One of Chevron's biggest challenges is controlling the injection vertically. Rangely's thick Weber reservoir is stratified sandstone that has up to six discreet producing layers. Vertical permeability barriers can play havoc with a recovery plan.
The company has applied many approaches to overcome this issue through the years. It drilled horizontal production wells, which it determined were not as economic as vertical producers. It converted some horizontals to injectors, however, and this has turned out to be fairly successful.
Gel treatments were also employed. Gels are pumped from the surface, and they block off high-permeability zones or streaks. "In that program, we attacked the worse wells first, but as the program went along, we ran out of strong candidates and the economics declined."
It has also worked heavily with selective injection (SI) equipment, in which a series of packers and mandrills are run into the wellbore. Chokes are set and fluids can be forced into various zones. The equipment works well, but problems arise as time goes on.
"It's expensive to run and it's even more expensive to get out of the wellbores later." Now, Chevron reserves the use of SI equipment for simple applications.
"There are a lot of ways we try to tackle vertical injection, and there are advantages and disadvantages to all of those. Some may be cheaper up-front but don't last as long; others may be more effective but they have more costs down the road."
A rejuvenation
While the trend in some mature CO2 floods is to expand injection vertically, to pick up reserves in unswept transition zones, this isn't the case at Rangely. "Our transition zone is not very thick, and we're already injecting through most of it. We don't have a big opportunity in this approach."

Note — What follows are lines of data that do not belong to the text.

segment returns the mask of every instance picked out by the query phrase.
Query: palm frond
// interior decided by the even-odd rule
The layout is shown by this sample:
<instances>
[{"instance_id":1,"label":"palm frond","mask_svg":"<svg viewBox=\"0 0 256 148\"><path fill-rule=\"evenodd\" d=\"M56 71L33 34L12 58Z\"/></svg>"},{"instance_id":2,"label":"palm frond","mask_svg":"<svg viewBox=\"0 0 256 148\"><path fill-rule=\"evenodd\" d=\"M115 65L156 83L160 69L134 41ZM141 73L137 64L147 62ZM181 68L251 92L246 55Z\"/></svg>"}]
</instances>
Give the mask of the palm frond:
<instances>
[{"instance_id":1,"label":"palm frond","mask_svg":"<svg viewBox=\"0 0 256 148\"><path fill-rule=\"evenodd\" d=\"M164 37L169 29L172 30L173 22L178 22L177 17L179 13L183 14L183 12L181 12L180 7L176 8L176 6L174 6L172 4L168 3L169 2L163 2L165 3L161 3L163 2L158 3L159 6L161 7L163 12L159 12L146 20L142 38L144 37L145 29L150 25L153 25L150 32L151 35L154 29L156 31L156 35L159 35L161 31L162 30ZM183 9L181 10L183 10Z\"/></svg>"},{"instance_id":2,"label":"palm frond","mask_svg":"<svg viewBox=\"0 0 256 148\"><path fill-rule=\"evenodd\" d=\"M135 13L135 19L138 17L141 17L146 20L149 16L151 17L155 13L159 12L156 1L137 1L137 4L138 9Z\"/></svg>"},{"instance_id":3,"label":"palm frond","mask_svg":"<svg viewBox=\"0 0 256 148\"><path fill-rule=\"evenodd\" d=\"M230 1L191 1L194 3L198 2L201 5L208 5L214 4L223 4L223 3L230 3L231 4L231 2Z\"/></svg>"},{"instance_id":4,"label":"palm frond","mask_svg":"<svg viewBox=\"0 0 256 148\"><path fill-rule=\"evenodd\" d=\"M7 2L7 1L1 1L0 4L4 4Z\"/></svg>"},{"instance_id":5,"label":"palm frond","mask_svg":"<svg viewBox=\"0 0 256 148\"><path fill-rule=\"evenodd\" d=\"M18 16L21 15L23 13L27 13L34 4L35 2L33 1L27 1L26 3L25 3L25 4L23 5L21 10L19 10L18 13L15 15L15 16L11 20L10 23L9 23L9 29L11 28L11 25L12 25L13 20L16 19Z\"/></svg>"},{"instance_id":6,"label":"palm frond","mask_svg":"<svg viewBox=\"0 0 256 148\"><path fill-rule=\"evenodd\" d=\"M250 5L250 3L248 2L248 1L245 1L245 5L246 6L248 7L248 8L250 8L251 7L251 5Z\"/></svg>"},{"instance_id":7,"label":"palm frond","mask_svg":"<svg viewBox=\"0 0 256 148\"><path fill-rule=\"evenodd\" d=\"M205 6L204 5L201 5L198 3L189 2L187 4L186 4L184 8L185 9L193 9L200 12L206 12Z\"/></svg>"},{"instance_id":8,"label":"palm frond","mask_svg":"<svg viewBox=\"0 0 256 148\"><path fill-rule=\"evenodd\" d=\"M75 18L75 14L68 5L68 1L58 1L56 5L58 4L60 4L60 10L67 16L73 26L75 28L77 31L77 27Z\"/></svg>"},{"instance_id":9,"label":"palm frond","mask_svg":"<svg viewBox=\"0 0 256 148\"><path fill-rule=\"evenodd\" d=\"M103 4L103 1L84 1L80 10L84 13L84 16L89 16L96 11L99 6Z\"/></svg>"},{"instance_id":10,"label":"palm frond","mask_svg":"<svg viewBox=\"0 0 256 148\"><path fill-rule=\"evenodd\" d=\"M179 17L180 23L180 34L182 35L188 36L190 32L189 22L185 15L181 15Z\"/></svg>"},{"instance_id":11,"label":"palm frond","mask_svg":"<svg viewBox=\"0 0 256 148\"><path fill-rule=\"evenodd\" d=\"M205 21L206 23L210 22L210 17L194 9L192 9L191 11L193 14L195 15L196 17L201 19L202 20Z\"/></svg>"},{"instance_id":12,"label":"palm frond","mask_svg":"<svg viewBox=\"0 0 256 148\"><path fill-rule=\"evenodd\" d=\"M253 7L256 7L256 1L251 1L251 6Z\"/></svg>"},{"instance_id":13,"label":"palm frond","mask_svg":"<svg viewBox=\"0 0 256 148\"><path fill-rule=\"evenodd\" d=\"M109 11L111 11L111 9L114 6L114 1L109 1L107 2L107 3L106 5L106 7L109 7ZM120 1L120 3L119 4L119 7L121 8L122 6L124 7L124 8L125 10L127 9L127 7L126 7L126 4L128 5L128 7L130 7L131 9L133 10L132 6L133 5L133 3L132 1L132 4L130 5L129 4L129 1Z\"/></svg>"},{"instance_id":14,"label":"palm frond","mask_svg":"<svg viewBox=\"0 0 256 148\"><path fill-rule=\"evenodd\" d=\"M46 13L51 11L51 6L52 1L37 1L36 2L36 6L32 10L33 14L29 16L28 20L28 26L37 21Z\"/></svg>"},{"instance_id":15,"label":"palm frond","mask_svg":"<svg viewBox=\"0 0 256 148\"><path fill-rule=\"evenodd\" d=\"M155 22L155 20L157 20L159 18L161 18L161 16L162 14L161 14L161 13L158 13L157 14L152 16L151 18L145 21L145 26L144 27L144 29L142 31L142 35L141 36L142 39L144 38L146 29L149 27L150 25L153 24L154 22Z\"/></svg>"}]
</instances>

Instead, Chevron is pushing the areal reach of the flood. In 1998, the major stepped out into regions around the edge of the field, mostly in its northwest periphery. Since then, it has been focusing on expansions in the north, northwest and western side of the field. The projects have noticeably shallowed out Rangely's production decline.
In 2005, the company also drilled 16 wells to increase density to 20 acres in some previous expansion areas that had remained on 40-acre spacing. It drilled another dozen infill wells in its CO2 expansion areas.
Current work centers on the west flank, where it is driving the flood clear out to the unit boundaries. "We're also doing an expansion right now in the northwestern corner, along the northern edge out to the unit boundary."
And Chevron is still injecting into some of the more mature parts of the field. The eastern part is a lot slower to process because the rocks are much tighter. "Incremental oil will be coming out of that area for many years to come," he says.
At present, the recovery factor for the CO2 flood is 5.3%. "Overall, we're expecting ultimate incremental recovery will be 7% to 7.5% from the CO2 flood. We have more expansion projects in mind and a good deal more oil to get out."